On public and any weekend holidays, plan for a lot of time to get anywhere, as the city will be very congested. Normal traffic rules may be abandoned, as roads near the central fireworks display, for example, turn into impromptu parking lots.
January 1 – New Year – see Bank Holidays
January 7 – Christmas – see Bank Holidays
January 14 – “Old New Year” marks the new year for the Orthodox, according to the Julian calendar. It is generally celebrated by religious and non-religious Russians alike, although the parties are smaller than on January 1st and gifts are not exchanged. “Old New Year” typically marks the end of the winter holiday season.
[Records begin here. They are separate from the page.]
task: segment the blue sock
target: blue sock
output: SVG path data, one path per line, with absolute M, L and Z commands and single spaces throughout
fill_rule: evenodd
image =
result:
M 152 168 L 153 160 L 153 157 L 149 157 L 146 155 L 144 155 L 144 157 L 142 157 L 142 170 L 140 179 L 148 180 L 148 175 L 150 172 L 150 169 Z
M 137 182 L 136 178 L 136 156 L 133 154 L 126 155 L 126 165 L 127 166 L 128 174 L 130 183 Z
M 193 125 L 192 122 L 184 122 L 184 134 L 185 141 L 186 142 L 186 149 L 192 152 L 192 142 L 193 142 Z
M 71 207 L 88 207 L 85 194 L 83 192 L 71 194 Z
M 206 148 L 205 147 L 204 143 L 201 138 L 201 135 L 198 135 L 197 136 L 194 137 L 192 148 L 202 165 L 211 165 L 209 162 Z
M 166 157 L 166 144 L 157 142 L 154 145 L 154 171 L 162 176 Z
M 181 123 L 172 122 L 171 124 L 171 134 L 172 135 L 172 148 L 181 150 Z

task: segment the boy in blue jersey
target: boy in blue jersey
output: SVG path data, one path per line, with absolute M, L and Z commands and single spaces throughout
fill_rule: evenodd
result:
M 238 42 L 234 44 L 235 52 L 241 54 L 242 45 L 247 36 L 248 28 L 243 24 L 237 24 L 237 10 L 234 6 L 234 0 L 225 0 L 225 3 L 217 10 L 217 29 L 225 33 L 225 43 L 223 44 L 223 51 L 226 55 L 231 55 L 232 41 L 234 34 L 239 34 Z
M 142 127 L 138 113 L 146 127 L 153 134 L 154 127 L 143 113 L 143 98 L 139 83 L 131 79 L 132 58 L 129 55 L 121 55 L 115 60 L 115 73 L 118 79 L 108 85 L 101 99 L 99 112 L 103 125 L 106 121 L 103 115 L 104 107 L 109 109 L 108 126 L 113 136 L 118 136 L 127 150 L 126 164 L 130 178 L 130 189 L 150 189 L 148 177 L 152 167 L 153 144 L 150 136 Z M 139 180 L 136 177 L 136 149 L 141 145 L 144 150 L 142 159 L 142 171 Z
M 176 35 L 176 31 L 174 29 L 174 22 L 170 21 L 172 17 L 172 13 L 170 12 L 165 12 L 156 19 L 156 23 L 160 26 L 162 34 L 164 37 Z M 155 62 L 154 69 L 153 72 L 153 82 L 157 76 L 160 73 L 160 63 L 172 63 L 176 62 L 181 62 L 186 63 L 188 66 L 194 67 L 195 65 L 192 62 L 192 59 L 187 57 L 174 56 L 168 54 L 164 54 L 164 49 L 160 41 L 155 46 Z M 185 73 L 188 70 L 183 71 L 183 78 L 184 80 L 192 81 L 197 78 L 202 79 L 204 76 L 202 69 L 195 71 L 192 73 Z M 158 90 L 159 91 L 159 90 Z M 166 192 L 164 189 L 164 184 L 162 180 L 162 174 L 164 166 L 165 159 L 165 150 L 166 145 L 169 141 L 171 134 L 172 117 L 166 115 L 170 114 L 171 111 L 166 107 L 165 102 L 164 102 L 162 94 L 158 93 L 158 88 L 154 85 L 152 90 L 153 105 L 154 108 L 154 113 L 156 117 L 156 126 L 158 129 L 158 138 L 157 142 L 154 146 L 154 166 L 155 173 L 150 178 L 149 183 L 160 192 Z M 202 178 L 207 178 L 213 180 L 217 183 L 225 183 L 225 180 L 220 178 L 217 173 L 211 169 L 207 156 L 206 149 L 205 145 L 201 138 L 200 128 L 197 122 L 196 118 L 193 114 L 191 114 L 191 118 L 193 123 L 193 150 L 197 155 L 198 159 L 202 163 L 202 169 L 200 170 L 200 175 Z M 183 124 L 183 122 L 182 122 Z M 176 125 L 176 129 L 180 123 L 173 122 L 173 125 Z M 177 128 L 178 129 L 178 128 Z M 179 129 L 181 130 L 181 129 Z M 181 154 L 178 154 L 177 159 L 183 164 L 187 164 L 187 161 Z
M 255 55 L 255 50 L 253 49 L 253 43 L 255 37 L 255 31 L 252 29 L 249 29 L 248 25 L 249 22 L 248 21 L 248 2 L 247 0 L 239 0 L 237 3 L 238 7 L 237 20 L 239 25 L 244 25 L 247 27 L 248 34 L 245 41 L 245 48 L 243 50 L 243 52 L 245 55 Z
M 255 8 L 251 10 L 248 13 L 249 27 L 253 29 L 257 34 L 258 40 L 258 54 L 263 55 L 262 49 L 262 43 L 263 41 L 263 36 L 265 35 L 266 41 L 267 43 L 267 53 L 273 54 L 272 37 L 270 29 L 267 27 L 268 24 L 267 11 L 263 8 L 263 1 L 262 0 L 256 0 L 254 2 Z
February 14 – “Valentine’s Day” is not a traditional Russian holiday, but Russians are never ones to reject a holiday! It is now becoming far more accepted and is often celebrated, especially by young people. Typically, cards are given. Some of the older generation may be a bit confused about this holiday and cards or small gifts are often given not just to sweethearts.
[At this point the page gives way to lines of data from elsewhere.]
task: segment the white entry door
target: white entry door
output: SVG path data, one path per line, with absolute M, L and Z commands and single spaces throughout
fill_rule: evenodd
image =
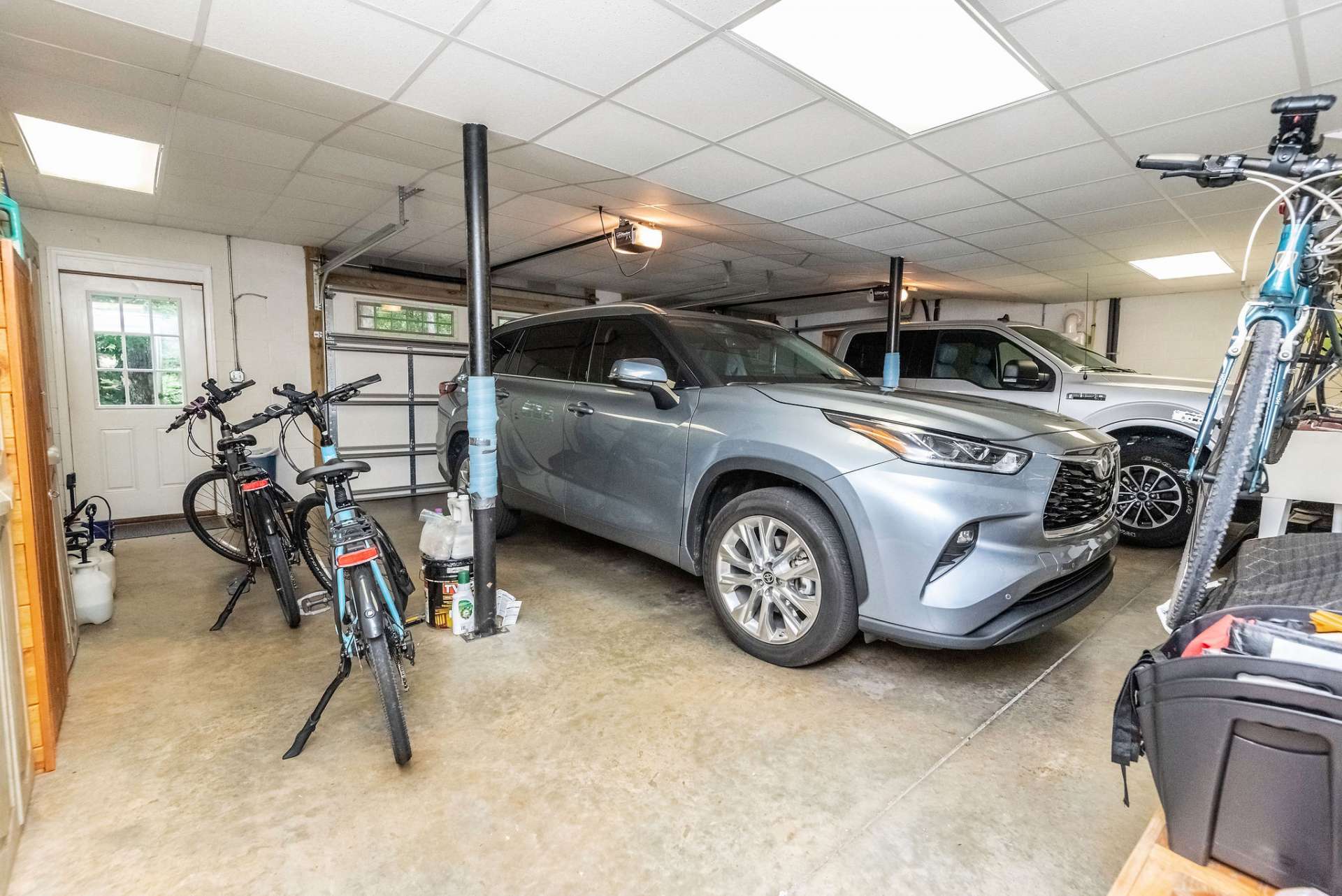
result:
M 208 467 L 168 432 L 205 378 L 203 288 L 62 271 L 60 306 L 79 494 L 118 519 L 180 514 Z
February 23 – Day of the Defender of the Fatherland – see Bank Holidays
March 8 – International Women’s Day – see Bank Holidays
February-April – “Maslenitza” is that last week before Lent, or the 7th week before Orthodox Easter. Its exact dates shift with the Orthodox Easter. Its history is also connected to ancient Slavic paganism, in which it marks the end of winter. Menus throughout the city become much more extensive as restaurants struggle to cater for religious people who are fasting by not eating meat, fish and dairy. Needless to say this is a good time to be a vegetarian in Moscow. Non-religious Russians will also honor this holiday by eating lots of traditional blini, thin pancakes resembling a slightly more buttery French crepe.
April 12 – “Day of the Cosmonaut” commemorates the first time man entered space, which took place in 1961 when Yuri Gagarin of the Soviet Space program completed an entire orbit around earth.
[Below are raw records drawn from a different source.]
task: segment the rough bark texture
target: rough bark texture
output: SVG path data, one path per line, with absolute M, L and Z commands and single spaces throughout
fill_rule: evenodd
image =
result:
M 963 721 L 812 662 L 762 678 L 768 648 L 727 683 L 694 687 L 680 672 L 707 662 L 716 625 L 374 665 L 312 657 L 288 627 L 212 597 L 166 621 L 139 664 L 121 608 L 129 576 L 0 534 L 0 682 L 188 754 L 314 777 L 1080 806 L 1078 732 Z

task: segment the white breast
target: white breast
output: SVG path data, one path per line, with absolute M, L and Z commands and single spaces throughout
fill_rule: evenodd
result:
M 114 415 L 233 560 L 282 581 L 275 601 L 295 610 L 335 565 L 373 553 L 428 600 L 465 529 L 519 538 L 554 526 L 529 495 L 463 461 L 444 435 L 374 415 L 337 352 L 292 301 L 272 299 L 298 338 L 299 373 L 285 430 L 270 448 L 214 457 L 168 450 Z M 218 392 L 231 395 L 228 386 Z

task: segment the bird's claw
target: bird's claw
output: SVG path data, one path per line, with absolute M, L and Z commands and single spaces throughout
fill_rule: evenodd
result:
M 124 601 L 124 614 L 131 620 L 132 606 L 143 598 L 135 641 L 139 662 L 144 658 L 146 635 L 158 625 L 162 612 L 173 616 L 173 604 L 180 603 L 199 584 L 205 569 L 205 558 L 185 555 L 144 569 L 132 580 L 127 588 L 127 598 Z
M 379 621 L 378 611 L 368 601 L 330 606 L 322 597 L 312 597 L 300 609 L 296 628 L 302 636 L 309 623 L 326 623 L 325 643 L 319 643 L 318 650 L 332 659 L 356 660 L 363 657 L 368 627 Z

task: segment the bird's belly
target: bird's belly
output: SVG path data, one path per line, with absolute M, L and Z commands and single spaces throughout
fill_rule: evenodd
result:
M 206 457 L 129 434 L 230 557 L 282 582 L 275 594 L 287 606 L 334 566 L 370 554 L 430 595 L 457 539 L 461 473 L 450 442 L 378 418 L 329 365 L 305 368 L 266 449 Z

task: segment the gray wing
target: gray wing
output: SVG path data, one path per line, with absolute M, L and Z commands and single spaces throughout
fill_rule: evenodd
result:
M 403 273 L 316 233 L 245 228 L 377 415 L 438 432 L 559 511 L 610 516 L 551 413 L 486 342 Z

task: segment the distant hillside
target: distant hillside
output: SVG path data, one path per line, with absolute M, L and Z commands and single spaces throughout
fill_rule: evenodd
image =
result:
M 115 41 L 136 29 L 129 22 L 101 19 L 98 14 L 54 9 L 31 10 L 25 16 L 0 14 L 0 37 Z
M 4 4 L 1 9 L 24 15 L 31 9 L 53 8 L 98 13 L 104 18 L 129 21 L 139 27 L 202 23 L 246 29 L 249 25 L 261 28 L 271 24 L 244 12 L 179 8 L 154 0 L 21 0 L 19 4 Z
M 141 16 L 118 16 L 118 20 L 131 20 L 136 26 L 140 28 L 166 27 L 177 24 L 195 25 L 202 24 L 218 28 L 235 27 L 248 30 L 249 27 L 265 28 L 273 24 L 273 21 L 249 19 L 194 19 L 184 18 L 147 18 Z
April-May – “Easter” falls on a different day every year, depending on the Julian calendar, the lunar cycle, and Jewish passover. It can either fall on the same Sunday as Western Easter, or can occur one week, four weeks, or five weeks after. Orthodox Easter is celebrated by the religious with all-night religious services. Most Russians, even the non-religious, decorate eggs that are dyed red or decorated with images of religious icons. The typical Easter cake is a yeast-based sweat bread with bits of candies fruit. Both eggs and cakes are often taken to the church to be blessed, and blessed water may also be purchased at churches for Easter.
May 1 – Spring and Labor Day – see Bank Holidays
May 9 – Victory Day – see Bank Holidays
June 12 – Russia Day – see Bank Holidays
1st Sunday in September – “City Day” of Moscow was first celebrated in 1947 to mark the 800-year anniversary of Moscow’s foundation. On this day, almost every region of the city sets up celebrations on local squares. You may be awakened by loud music as children and local singers perform on small stages set up in parks or even parking lots. It is tradition for the city government to pass out free kasha – a buckwheat-based oatmeal – to people across town. At night, there will be huge fireworks displays.
November 4 – People’s Unity Day – see Bank Holidays
December 12 – “Day of the Constitution” was an official public holiday as recently as 2004, but is no longer marked by a day off. It commemorates the day in 1993 when the Constitution of the Russian Federation was accepted by public referendum.